Kennelly, uma das surfistas mais premiadas de todos os tempos, escreveu uma nota contundente sobre a decisão da WSL e a publicou no Instagram. Ela afirmou que sediar eventos em países com histórico documentado de violações dos direitos humanos deveria ser inaceitável. Kennelly também demonstrou preocupação com a surfista australiana Tyler Wright, bicampeã mundial, que é abertamente gay e está escalada para competir no Circuito Mundial da WSL de 2025.
“Decidi fazer a postagem para conscientizar as pessoas, esperando que o uso da minha plataforma nas redes sociais indignasse as pessoas como essa notícia me indignou”, disse Kennelly. “Também queria mostrar apoio a Tyler para que ela saiba que não está sozinha e que tem pessoas a apoiando.”
Kennelly não foi a única da comunidade do surf a comentar a decisão.
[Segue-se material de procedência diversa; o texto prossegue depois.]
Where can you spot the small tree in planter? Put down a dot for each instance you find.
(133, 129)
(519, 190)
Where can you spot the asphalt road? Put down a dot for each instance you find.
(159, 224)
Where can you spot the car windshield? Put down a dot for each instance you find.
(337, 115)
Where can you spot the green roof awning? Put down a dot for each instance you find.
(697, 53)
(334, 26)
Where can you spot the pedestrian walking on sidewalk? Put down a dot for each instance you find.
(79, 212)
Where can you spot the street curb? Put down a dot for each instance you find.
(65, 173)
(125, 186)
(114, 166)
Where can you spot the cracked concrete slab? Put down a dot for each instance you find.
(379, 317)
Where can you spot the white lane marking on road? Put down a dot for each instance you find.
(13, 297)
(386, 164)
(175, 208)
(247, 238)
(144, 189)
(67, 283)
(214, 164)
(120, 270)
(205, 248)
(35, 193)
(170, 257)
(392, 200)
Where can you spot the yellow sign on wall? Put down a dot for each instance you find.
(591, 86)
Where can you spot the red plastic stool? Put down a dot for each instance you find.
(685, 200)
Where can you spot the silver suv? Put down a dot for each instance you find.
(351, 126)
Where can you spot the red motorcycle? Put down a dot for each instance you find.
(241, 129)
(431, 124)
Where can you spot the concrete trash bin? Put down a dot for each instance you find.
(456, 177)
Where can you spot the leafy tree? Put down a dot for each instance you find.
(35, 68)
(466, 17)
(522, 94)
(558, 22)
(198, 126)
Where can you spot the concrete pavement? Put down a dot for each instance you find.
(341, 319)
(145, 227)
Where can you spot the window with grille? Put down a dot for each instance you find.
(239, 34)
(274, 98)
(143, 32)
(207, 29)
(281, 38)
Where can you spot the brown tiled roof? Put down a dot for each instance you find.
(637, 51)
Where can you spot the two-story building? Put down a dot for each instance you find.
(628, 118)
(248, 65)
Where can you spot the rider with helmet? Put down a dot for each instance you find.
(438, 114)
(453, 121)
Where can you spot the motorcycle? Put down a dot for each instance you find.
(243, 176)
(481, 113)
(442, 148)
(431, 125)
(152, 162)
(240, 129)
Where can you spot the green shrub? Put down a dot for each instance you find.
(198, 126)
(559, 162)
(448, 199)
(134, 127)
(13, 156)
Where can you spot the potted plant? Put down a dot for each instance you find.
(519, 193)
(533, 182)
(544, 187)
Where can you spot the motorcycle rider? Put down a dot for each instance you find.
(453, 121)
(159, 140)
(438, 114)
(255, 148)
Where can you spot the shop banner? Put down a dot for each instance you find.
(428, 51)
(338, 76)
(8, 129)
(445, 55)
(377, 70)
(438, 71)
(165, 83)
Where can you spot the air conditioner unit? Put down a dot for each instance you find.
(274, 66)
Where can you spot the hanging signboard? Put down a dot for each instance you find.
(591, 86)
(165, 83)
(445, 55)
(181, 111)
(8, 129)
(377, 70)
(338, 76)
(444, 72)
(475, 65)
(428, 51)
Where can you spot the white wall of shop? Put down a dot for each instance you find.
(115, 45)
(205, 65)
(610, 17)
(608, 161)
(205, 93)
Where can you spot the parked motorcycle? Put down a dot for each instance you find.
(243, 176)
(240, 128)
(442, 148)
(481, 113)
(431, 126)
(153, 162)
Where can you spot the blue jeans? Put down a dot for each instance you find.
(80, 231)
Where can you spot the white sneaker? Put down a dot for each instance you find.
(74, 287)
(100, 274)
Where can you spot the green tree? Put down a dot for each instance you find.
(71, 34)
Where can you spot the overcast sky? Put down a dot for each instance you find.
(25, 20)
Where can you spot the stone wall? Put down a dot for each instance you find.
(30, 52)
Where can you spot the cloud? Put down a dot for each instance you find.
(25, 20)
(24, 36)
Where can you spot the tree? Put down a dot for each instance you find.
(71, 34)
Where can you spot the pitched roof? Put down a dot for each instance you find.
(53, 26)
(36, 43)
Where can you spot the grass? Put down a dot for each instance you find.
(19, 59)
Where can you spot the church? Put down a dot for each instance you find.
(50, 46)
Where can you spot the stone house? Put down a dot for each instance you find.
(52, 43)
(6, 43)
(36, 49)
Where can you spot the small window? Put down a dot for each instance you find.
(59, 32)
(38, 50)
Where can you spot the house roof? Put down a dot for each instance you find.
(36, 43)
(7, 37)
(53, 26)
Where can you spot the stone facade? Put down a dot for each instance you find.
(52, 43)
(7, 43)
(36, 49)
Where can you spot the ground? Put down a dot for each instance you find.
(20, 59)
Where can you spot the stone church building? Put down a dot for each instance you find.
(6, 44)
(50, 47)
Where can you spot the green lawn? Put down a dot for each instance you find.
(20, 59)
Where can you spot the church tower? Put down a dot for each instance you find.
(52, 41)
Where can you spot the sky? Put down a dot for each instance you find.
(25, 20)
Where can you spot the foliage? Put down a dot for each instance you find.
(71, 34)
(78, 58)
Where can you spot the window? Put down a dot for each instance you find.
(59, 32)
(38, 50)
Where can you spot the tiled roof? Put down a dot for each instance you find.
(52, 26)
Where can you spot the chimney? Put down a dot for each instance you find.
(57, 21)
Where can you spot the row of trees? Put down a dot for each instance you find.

Embora Wright não tenha se manifestado, sua esposa, Lilli Wright, falou sobre a decisão da WSL no Instagram. “Tyler compete nesse circuito há mais de 14 anos e ostenta a bandeira do orgulho em sua camiseta desde 2020”, escreveu Lilli. “Mesmo depois de conquistar dois títulos mundiais, ela ainda não é valorizada o suficiente pela WSL para ser considerada quando eles venderam esse evento.”
Lilli escreveu sua mensagem junto a uma foto de Tyler correndo na praia com uma prancha, ao lado de uma postagem fixada com retratos de casamento do casal, de 2022. “A WSL tem o dever de cuidar de seus atletas para não colocá-los em situações potencialmente ameaçadoras como essa”, acrescentou.
A etapa de Abu Dhabi do Circuito Mundial acontecerá de 14 a 16 de fevereiro de 2025, na piscina de ondas artificiais Surf Abu Dhabi, na Ilha Al Hudayriat, uma faixa de areia ao sul da cidade onde foram construídos um parque de BMX, uma pista de ciclismo e um parque aquático, entre outras atrações. Segundo o comunicado da WSL, o local conta com tecnologia inovadora de geração de ondas da Kelly Slater Wave Company e é lar da maior e mais longa onda artificial do mundo.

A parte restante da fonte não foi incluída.